Italienisches Naked Bike mit mächtig Dampf
Foto: Fotos: fact

Rein messtechnisch sind es ein paar Zentimeter, gefühlt sind es Welten. Acht in der Höhe und neun in der Breite, um genau zu sein. Exakt um diese Beträge unterscheiden sich die Lenkerhöhen und Lenkerbreiten von Aprilias Vollblutsportlerin RSV4 und ihrer jüngsten Schwester, der Tuono (italienisch: Donner). Mit verblüffendem Ergebnis: Den entfesselten Gewalten des famosen 1000er-V4 lässt es sich auf der Sportlerin weitaus effektiver entgegenstemmen als auf der neuen Tuono V4 R. Aprilias neueste Kreation zieht selbst ausgewiesenen Kraftmeiern unweigerlich derart die Arme lang, dass sich mancher Orthopäde Sorgen um die Schultergelenke macht.

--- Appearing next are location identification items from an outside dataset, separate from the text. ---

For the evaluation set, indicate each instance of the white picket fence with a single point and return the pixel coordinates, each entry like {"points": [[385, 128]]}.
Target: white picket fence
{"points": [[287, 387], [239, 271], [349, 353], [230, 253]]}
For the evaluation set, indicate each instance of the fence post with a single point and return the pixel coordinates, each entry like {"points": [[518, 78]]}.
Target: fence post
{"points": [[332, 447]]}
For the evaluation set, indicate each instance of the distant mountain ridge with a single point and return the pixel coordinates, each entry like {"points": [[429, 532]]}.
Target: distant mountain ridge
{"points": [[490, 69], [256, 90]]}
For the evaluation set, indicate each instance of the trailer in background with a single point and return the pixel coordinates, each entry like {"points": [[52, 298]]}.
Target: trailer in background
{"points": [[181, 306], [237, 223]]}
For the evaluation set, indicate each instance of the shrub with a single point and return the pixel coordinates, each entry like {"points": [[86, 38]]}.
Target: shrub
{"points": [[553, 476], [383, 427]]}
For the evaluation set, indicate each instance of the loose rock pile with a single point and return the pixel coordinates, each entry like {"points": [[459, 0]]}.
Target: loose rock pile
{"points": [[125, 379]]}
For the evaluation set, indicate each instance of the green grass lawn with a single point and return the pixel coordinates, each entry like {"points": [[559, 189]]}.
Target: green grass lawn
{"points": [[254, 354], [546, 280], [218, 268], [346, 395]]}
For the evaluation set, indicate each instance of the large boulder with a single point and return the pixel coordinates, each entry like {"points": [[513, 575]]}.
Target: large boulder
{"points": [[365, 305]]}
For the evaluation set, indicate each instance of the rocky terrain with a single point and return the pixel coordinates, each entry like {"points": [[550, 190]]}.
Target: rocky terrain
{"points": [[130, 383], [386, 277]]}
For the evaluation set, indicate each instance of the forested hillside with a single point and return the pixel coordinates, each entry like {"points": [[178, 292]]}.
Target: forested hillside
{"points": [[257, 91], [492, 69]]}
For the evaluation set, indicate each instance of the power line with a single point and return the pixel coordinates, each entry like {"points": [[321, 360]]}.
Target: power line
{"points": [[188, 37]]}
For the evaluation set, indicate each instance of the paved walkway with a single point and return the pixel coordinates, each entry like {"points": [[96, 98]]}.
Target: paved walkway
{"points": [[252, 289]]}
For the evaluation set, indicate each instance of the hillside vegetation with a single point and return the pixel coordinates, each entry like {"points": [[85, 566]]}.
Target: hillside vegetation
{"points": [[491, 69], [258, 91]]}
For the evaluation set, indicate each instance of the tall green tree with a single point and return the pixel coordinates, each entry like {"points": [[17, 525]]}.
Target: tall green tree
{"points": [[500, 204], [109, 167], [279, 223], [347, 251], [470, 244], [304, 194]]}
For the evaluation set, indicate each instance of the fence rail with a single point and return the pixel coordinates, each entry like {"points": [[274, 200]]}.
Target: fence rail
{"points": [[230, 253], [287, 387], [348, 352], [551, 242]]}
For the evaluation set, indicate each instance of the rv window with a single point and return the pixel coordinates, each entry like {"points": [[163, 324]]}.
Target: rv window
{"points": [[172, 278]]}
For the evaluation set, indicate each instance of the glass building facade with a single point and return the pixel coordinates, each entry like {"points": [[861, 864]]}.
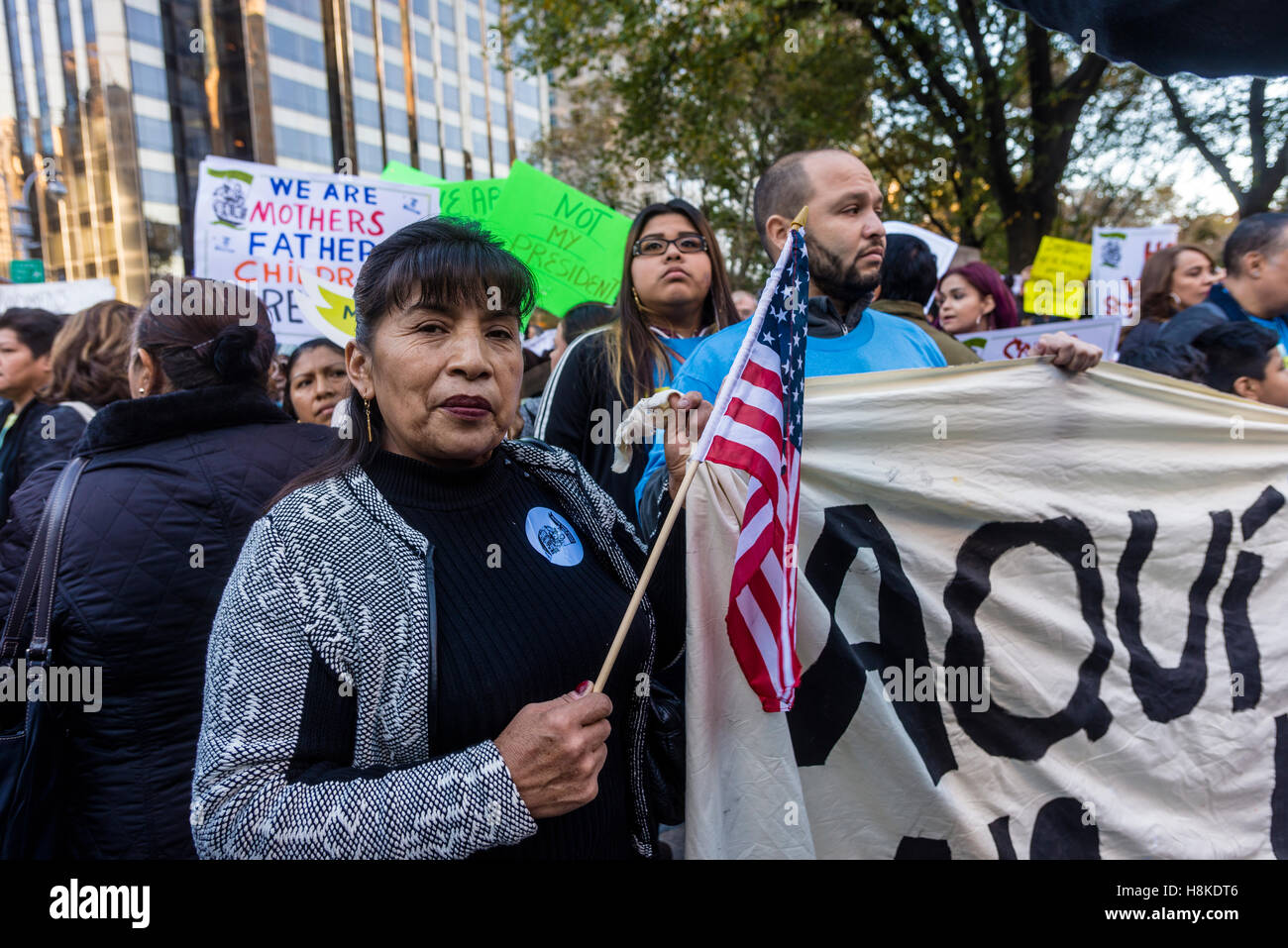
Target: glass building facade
{"points": [[107, 107]]}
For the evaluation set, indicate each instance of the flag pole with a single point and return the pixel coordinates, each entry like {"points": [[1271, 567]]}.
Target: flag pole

Rückblende: Es ist noch nicht lange her, da wäre ein Motorrad wie die Aprilia Tuono V4 R angesichts der extremen Eckdaten ein frommer Wunsch geblieben. So wie damals, als viele von einer nackten ZX-10R mit hohem Lenker träumten und statt dessen mit der xtrovertierten, aber im Grunde ihres Kurbelgehäuses kreuzbraven Z 1000 bedient wurden. Anders sei das nicht umsetzbar, hieß es damals, ein Motorrad mit der Leistung einer ZX-10R und einem so geringen Gewicht wäre aus Gründen der dynamischen Radlastverteilung (auf gut Deutsch: der permanenten Tendenz zur Einradakrobatik) und Stabilität mit einem breiten, hohen Lenker praktisch nicht fahrbar.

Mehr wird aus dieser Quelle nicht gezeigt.